Repression and Guerrilla War: The Struggle for the Settler Colonies
Settler colonies with substantial white populations resisted the process of decolonization.
When it became apparent that nonviolent political movements could not succeed, African
groups turned to violent revolution. Radicals in Kenya, discouraged with the Kenya African
Union under Jomo Kenyatta, formed the Land Freedom Army in the 1950s and began a
guerrilla war against white settlers and the British colonial government. Although the British
were able to defeat the military threat, the British agreed to negotiations for decolonization
with Kenyatta. Kenya achieved independence in 1963.

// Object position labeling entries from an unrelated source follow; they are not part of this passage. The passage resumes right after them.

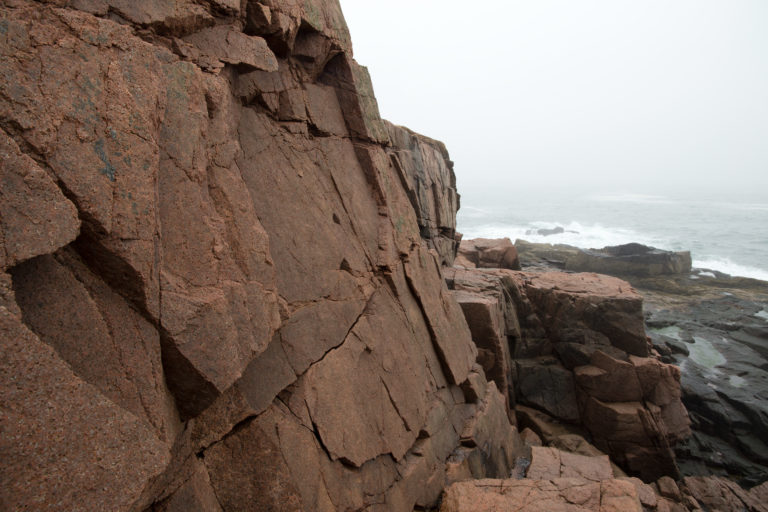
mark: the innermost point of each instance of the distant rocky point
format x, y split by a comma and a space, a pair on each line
631, 259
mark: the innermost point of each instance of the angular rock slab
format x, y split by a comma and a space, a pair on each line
447, 324
603, 304
557, 495
63, 443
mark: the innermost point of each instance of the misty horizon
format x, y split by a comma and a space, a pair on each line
649, 98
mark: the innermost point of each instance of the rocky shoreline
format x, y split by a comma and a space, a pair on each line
714, 327
226, 284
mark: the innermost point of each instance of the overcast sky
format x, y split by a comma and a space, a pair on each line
637, 96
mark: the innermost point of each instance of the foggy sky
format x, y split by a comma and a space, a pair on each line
624, 95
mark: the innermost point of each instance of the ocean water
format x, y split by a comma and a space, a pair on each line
727, 235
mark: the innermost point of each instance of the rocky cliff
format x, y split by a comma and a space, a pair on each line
222, 287
221, 283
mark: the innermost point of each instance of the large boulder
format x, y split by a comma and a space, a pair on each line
488, 253
220, 269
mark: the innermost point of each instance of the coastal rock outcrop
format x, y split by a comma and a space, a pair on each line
488, 253
626, 260
221, 284
222, 287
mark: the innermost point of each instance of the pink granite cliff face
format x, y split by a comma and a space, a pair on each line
221, 284
222, 288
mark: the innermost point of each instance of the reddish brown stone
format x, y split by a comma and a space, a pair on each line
718, 493
490, 253
64, 443
231, 46
248, 473
558, 495
602, 304
35, 217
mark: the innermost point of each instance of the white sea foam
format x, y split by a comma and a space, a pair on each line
729, 267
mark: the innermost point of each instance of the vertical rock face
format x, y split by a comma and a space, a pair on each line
221, 284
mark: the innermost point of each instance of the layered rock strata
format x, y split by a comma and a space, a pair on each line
631, 259
573, 346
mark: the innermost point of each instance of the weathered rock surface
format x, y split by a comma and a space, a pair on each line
621, 260
221, 279
574, 348
221, 284
427, 175
488, 253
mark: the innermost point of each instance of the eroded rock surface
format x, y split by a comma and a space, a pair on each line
221, 278
573, 347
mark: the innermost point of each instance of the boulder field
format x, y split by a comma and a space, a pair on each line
226, 284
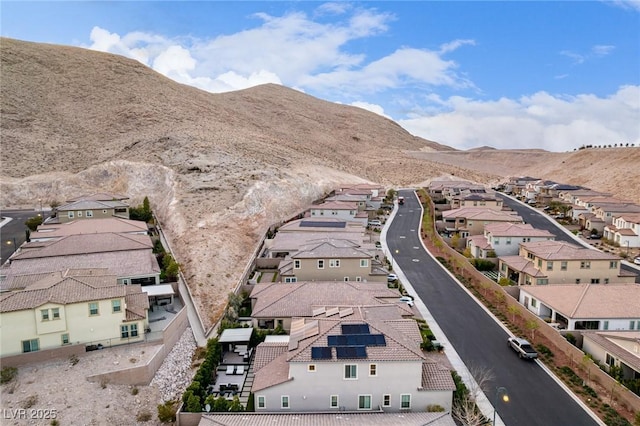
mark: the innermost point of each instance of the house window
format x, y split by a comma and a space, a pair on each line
609, 360
351, 371
32, 345
373, 369
93, 309
386, 400
333, 401
405, 401
364, 402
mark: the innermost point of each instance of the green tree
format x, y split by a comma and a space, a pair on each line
33, 223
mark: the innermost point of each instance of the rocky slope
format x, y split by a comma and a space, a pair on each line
220, 168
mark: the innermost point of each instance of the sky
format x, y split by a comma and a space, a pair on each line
555, 75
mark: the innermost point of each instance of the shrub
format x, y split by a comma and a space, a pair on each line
167, 412
8, 374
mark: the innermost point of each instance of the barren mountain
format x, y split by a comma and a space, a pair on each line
220, 168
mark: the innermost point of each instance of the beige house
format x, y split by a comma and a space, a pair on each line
615, 348
344, 364
472, 220
585, 306
276, 305
557, 262
71, 307
331, 260
129, 256
96, 206
503, 239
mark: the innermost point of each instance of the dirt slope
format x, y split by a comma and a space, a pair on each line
220, 168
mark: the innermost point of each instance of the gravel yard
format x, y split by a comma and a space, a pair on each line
60, 389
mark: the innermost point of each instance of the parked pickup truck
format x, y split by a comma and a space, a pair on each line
522, 348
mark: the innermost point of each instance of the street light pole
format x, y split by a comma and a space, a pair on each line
501, 392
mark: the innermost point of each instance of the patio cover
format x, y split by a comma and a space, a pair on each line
233, 335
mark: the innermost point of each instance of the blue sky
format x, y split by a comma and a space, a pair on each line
553, 75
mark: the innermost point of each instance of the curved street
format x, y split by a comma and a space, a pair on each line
481, 343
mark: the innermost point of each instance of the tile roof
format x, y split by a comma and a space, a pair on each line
92, 226
607, 340
328, 419
587, 301
507, 229
336, 205
84, 244
436, 377
560, 250
66, 290
276, 300
131, 263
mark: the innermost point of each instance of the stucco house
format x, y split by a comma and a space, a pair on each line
615, 348
335, 364
585, 306
331, 259
558, 262
468, 221
71, 307
624, 230
503, 239
129, 256
95, 206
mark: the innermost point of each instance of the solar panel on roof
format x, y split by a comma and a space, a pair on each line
315, 224
320, 352
345, 352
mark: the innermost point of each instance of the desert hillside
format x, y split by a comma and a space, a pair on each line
220, 168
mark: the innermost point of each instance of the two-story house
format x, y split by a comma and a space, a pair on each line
503, 239
558, 262
472, 220
585, 306
624, 230
71, 307
94, 206
349, 365
331, 260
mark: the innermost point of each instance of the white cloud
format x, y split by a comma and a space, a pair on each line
554, 123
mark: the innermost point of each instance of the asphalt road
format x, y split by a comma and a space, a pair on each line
535, 398
13, 232
541, 221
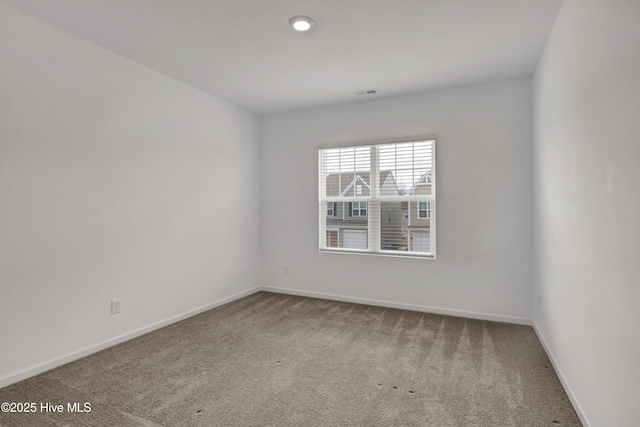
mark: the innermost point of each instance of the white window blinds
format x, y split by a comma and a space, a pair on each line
383, 199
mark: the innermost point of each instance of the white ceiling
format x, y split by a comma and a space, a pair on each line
245, 52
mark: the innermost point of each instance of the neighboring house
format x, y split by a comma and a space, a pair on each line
347, 222
418, 216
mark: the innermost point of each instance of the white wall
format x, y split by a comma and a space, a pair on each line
115, 182
484, 201
587, 206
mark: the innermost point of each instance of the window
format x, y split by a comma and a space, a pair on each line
331, 209
358, 209
378, 198
424, 209
332, 238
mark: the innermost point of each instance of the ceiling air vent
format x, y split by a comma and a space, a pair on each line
366, 92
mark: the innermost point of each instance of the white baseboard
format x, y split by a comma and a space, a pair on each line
43, 367
563, 381
402, 306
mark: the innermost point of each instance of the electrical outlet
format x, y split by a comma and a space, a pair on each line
115, 306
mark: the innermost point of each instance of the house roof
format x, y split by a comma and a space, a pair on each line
341, 183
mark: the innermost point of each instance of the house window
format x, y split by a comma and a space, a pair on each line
359, 209
332, 238
424, 209
389, 188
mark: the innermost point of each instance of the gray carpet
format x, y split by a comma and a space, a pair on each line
276, 360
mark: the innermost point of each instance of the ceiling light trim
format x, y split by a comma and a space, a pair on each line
301, 23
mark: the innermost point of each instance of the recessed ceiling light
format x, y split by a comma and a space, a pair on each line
301, 23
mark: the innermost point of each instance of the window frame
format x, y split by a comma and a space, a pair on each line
427, 210
359, 209
333, 209
374, 199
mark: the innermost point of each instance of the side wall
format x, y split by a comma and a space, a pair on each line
587, 206
116, 182
483, 265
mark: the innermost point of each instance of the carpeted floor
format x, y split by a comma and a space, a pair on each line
277, 360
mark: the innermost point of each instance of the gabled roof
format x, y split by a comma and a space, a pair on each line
341, 183
425, 178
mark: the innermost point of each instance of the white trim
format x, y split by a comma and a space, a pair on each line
402, 306
560, 375
46, 366
349, 144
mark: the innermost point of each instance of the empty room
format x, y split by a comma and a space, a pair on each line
320, 213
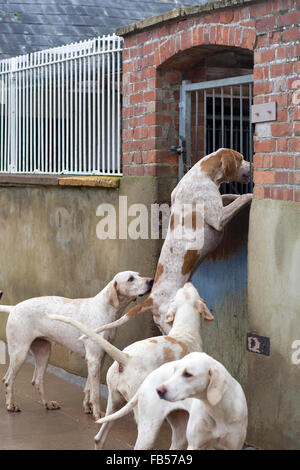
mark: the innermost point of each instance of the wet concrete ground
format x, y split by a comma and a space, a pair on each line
69, 428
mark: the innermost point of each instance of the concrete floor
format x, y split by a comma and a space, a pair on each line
69, 428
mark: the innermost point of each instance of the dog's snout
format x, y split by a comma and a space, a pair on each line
161, 391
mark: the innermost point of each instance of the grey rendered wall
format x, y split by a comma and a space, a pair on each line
273, 389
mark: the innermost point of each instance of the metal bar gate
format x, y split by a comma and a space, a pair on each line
60, 109
216, 114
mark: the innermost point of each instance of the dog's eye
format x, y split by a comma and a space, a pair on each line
187, 374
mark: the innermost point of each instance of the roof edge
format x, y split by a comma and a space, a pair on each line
179, 13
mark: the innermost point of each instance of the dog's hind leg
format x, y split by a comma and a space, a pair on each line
114, 403
17, 358
148, 430
41, 350
87, 407
178, 420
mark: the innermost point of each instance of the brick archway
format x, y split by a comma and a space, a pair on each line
151, 85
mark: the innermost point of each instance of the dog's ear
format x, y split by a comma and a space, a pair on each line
171, 313
203, 310
112, 294
216, 387
229, 165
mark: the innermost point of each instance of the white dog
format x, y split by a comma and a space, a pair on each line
215, 418
137, 360
222, 421
29, 328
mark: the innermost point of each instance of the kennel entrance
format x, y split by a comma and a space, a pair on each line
216, 114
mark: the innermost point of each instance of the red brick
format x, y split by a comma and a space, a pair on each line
297, 128
265, 24
262, 88
294, 145
281, 177
292, 34
264, 176
258, 192
149, 48
226, 16
151, 170
137, 98
219, 39
262, 41
265, 146
275, 37
282, 129
186, 40
244, 13
261, 161
282, 161
294, 178
150, 96
297, 195
287, 194
140, 110
135, 170
138, 86
284, 52
281, 99
251, 38
281, 70
155, 131
213, 35
264, 56
287, 19
282, 145
140, 133
261, 9
282, 115
258, 73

In Algeria, the struggle for independence was longer and bloodier. The National Liberation
Front began a guerrilla war against the French in the 1950s, but independence negotiations
did not begin until 1958. Even after negotiations began, the violence in Algeria was sustained
by white settlers organized in the Secret Army Organization against Arabs and Berbers. The
OAS attempted to assassinate Charles de Gaulle and overthrow the French government to
undo the independence agreements. Independence was finally granted in 1962.
E.
The Persistence of White Supremacy in South Africa
Only in South Africa was a white minority able to hold onto power into the 1990s. With a larger
white population than elsewhere, the Afrikaner population of South Africa had no European
homeland for retreat. They regarded themselves as white Africans. To maintain their political
superiority, the Afrikaners depended on blatantly racist systems of social and political
organization. In the 1930s and 1940s, the Afrikaner National party dominated the political
scene. Under its direction, South Africa achieved independence in 1961. Imposing apartheid,
a rigid system of racial discrimination, the Afrikaner minority imposed economic and political
discrimination on blacks, mixed-race peoples, and Indians living in South Africa. A police state
enforced the dictates of apartheid.
F.
Conflicting Nationalisms: Arabs, Israelis and the Palestinian Question
The fate of Palestine, more than liberation of other Arab states, continued to be a source of
difficulty in the Middle East. In the aftermath of the Holocaust, many supported Zionist
demands for creation of a Jewish state. Increasing Arab resistance to additional Jewish
settlement in Palestine forced the British to limit Jewish immigration. The Zionist military force,
the Haganah, then began a violent resistance to British government. In 1937, a British
commission proposed partition of Palestine, which was endorsed by the United Nations in
1948. The Arab states surrounding the newly formed Israel immediately attacked. Despite
being outnumbered, the Israelis were able to defend their new nation and expand at the
expense of their Arab neighbors.
V.
Conclusion: The Limits of Decolonization
In many parts of the world, decolonization was not a revolutionary procedure. Power passed from one
class of elites to another. Little social and economic reform was involved. Decolonization also did little
to disrupt Western economic dominance of the system of global trade.